No llegué a ver por dentro la iglesia parroquial cercana a la plaza. Estaba cerrada. Me interesó, no obstante, la línea renacentista de su fachada y la solidez del recio campanario, creo que excepcionalmente más al gusto castellano que al aragonés, según lo poco que uno ha podido detectar en la zona. Creo que en su interior pocas cosas merecen la pena. Tiene una sola nave, y en el muro frontal del presbiterio se echa en falta el retablo mayor del XVII desaparecido cuando la guerra civil; aunque cuenta con algunas imágenes interesantes, tales que la dieciochesca de Cristo en la Cruz, dramática en el porte, que ocupa el centro de su propia capilla. En la plaza estaban instalados los tenderetes ambulantes del día de mercado.
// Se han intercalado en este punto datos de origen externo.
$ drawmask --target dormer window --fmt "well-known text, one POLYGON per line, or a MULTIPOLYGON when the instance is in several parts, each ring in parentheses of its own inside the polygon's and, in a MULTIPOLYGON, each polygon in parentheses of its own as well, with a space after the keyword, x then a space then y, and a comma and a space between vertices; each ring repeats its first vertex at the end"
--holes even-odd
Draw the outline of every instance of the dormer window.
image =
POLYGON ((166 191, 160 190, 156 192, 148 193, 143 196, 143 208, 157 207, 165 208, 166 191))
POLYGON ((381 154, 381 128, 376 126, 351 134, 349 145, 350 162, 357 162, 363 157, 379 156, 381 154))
En Griegos estaban de boda la mañana que anduve por allí. Se casaba una chica del pueblo con un muchacho de Orihuela del Tremedal. En los cruces de carretera habían colocado cartelinas blancas sobre los indicadores, alusivas a la simpar condiciones de las gentes de ambos pueblos. Una parte de la serranía estaba de fiesta y a la plaza de Griegos iban acudiendo puntuales los coches de los invitados. El pueblo queda en la solana. Frente al caserío hay una vega, y al otro lado el famoso cerro de la Muela de San Juan, a cuyos pies tiene su nacimiento el río Guadalaviar; no lejos de allí el Tajo, y a poca distancia el Júcar y el Cabriel; aguas que nacen en el cuadro de un pañuelo y, debido a la singular distribución del terreno, van a desembocar en mares distintos.
Alguien me contó que casi todos los pueblos de la serranía están separados unos de otro por distancias exactas de ocho kilómetros. No sé si eso es verdad ni conozco la razón por la que lo sea. La excepción se presenta yendo a Guadalaviar. Sólo tres kilómetros separan a Griegos de Casas de Bucar, y otros tantos a Guadalaviar poco más adelante. Este último es otro de los pueblos a destacar en aquella sierra. Lo rodean los pinares y las extensas praderas en vertiente en las que pastan los rebaños de ovejas. De Guadalaviar me quedo, tras lo poco que pude ver, con el sublime entorno de los campos que lo rodean, y, desde luego, con su bello campanario de pináculo octogonal y con la portada renacentista de la iglesia, magníficamente adornada con relieves y con una esculturilla maltrecha del Apóstol Santiago a caballo, dentro de la hornacina que se esconde bajo el arco del pórtico.
Hoy, excepcionalmente, hemos viajado demasiado lejos para lo que es costumbre. Sirva al lector de recordatorio, y de invitación para viajar con mayor o menor detenimiento, por estos pueblos que en su conjunto pueden considerarse los más altos de España. El tiempo lo permite, y quien anduvo por allí lo aconseja.
(Guadalajara, 1997)

1 comentario:

  1. Conozco la zona y es maravillosa la comarca de Teruel con Bronchales hasta Guadalaviar.